To my surprise, in the middle of the widely paved pedestrian thoroughfare, a portable floating dance floor had been laid, music was blaring from a state-of-the-art sound system and the floor was filled with people of all ages, shapes and sizes.

They waltzed, they rocked, they bopped and they improvised. Nobody was worried about quality, nobody was dancing with a star and nobody had a wannabe celebrity judging their every step and swing. This was amateur hour. This was happy hour. These were simple people (I say that with complete benevolence), enjoying an innocent and ancient pastime that required negligible expense and minimal energy, soaking up a stupendous sunny Sunday afternoon.

The lyrics of that old sixties song by the Young Rascals immediately sprang to mind:

Groovin’ . . . on a Sunday afternoon.
Really, couldn’t get away too soon.
I can’t imagine anything that’s better . . .
We’ll keep on spending sunny days this way
We’re gonna talk and laugh our time away

It seemed so strangely out of place, and yet so profoundly in the very place it should be. The Broadwalk Ballroom read the sign above the tent shading the DJ and her range of musical equipment. As I awkwardly edged my way around this open-air dance floor I couldn’t help thinking of the pleasures of the gift of dancing. It’s hard to dance and be down in the dumps. It lifts the spirits, lightens the step and chases away the complexities of life, at least for a time.

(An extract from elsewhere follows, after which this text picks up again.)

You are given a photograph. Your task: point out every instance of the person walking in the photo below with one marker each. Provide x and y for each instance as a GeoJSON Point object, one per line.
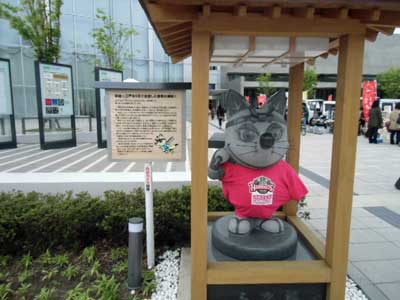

I thought of the last time I had danced, and I couldn’t remember. It may have been a recent wedding but I wasn’t sure. I remembered the times Helen and I danced at home. Quietly, in the lounge room, to some soft, gentle music, cheek to cheek, long after the kids had gone to bed. We didn’t do it very often, certainly not often enough, and we haven’t done it for quite a while. Our kids have now long flown the nest, and busy putting their own kids to bed.

I remembered family socials in my church back in the eighties. We danced at those socials; mums and dads, singles and sole-parents, grandparents and kids.

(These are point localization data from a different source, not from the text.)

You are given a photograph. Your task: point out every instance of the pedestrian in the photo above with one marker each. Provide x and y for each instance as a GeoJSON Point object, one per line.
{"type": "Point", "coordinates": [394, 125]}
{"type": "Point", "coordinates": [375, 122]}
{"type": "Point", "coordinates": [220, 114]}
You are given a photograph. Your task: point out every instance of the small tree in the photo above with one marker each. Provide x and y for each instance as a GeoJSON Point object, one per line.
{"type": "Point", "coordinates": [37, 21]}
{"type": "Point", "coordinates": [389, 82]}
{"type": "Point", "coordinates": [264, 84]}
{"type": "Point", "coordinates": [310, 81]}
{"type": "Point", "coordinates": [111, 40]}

What I remember most clearly about those old church socials, and, oh, what delight it gave me, was to see university professors and coal miners doing the chicken dance side by side. And single mums, yuppy doctors, struggling pensioners, stalwart patriarchs and ratty kids pouring drinks from the same no-name soft drink bottle and serving salads from the same plastic bowl, like they were cut, like coal, or like diamonds, from the same quarry – because we all knew that, in Christ, we were.

When was the day I forgot to dance? When did life get so serious, issues so urgent that I forgot to have that sort of fun? When was the last time I laughed so hard, it ached so much that I thought I was having a heart attack? Have I lost, have we lost, the art of enjoying the simple things of life? Have we forgotten these wonderful words:

Not to place our hope in wealth which is  so uncertain but to put our hope in God  who richly provides us with everything  for  our enjoyment (1Timothy 6:17)

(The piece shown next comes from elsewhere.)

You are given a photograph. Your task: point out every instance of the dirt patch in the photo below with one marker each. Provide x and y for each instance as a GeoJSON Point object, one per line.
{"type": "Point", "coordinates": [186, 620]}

Have we forgotten the gracious provision of a sabbath, Sunday school picnics, and church socials. Of long, lazy Sunday afternoons, of inviting strangers in church back to lunch, after lunch walks to the park with sea-saws, swings and slippery-dips.

Maybe I’m just getting old and nostalgic. Perhaps in a generation’s time my kids will be ruing the day that we left Facebook and Xbox behind for some yet to be imagined form of entertainment and even more remote experiences of electronic relationships.

I know it’s not politically correct to drop this name on a Christian website, and I’ll probably cop a hiding for doing so, but the lyrics of another old song have sprung to mind. Cat Stevens in the opening song on his classic Tea For The Tillerman album asked,

I know we’ve come a long way,
We’re changing day to day,
But tell me, where do the children play?

Did the Cat have any idea that the answer to his question might be found in darkened rooms hypnotised by silicon chips? Was Stevens, better known as Yusuf these days, being prophetic about the pervasive onslaught of pro-choice and euthanasia views when he asked,

Will you can tell us when to live,
Will you tell us when to die? 

Have we forgotten to dance: in marriage, as families, communities, even as a nation, and perhaps as a church, and a diocese? Can we go back to that day? Can we learn to dance again?

Do we need to gamble our way into deeper debt, drink our way into number nights, eat our way into unhealthy obsessions and amuse our way into atrophied brains?

Can we enjoy God-given gifts of life again; without the need for ubiquitous technology, virtual friendships, degustation experiences, European engineered cars, exotic holidays, expensive toys and people playing God?

Can we enjoy together the simple pleasures of life as we rejoice together in the stupendous gospel of grace?

Can we learn how to dance again? Can we learn how to dance to the music of heaven?